California orders VW recalls over pollution scandal

Volkswagen has admitted using the cheating devices in at least 11 million vehicles worldwide (AFP Photo/Philippe Huguen)

Los Angeles (AFP) - California regulators ordered Volkswagen Wednesday to recall some diesel vehicles equipped with emissions-cheating software in coming months as the German company's pollution scandal widens.

The California Air Resources Board said it had notified Volkswagen Group of America to recall all VW, Audi and Porsche vehicles equipped with 3.0-liter diesel engines in the model years 2009-2015 that were sold in California.

The company has 45 business days to submit its plan to begin the process of recalling and repairing the illegal emissions software, said CARB, part of the California Environmental Protection Agency.
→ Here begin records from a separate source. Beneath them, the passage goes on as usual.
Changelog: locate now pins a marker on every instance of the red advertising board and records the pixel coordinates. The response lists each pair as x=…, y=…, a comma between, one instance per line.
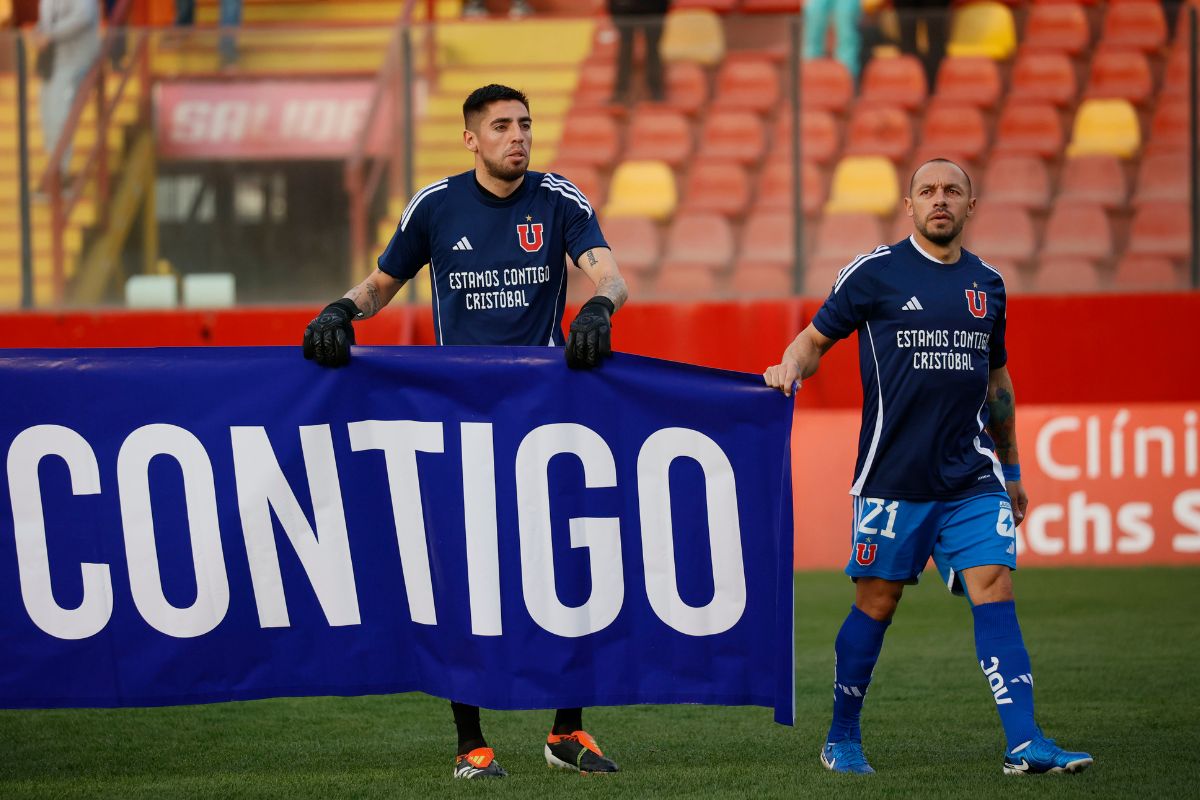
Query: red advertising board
x=268, y=120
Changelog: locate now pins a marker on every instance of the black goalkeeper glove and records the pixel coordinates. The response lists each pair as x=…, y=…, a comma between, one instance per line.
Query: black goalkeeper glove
x=329, y=337
x=591, y=336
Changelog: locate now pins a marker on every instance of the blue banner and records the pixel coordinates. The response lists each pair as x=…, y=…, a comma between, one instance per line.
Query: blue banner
x=203, y=524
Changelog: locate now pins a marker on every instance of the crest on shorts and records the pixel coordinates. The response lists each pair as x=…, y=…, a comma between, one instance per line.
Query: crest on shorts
x=977, y=302
x=529, y=236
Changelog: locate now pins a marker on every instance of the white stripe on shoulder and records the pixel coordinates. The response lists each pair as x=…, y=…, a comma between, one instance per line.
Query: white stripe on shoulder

The western state has some of the toughest environmental regulations in the United States.

"This action is the result of an admission by officials at Audi A.G., manufacturer of all the engines involved, that the vehicles contain three auxiliary emissions control devices," CARB said in a statement on its website.

The recall will involve between 15,000 and 16,000 3.0-liter diesel vehicles, Dave Clegern, a CARB spokesman, told AFP.

In its letter to Volkswagen, the agency noted that though the 3.0 liter engine was developed by Audi, it has been used by VW and Porsche in their Touareg and Porsche models since 2009.

"Audi, Porsche and VW all independently certified their products and, therefore, individually responsible for their violations and future recall actions," it said.

The so-called "defeat device" is software that turns on emissions controls when the vehicle is undergoing a government emissions test, then turns them off under normal operations, allowing illegal amounts of nitrogen oxide to spew into the air.

The federal Environmental Protection Agency, which is probing the VW emissions scandal with CARB, said last Friday that Audi had told US regulators that three-liter diesel models since 2009 contain the auxiliary emissions control devices (AECD).

Volkswagen has been engulfed in scandal since September, when it admitted more than 11 million vehicles worldwide equipped with smaller 2.0-liter diesel engines had the pollution-spoofing software.

The scandal has widened, with the German automaker subsequently revealing that it had understated carbon dioxide emissions, including those for gasoline engines, for up to 800,000 vehicles.

The world's number-two automaker faces regulatory and criminal investigations in several countries, including Germany and the United States, and potentially billions of dollars in fines.

Volkswagen Group of America was not immediately available to comment on the CARB order.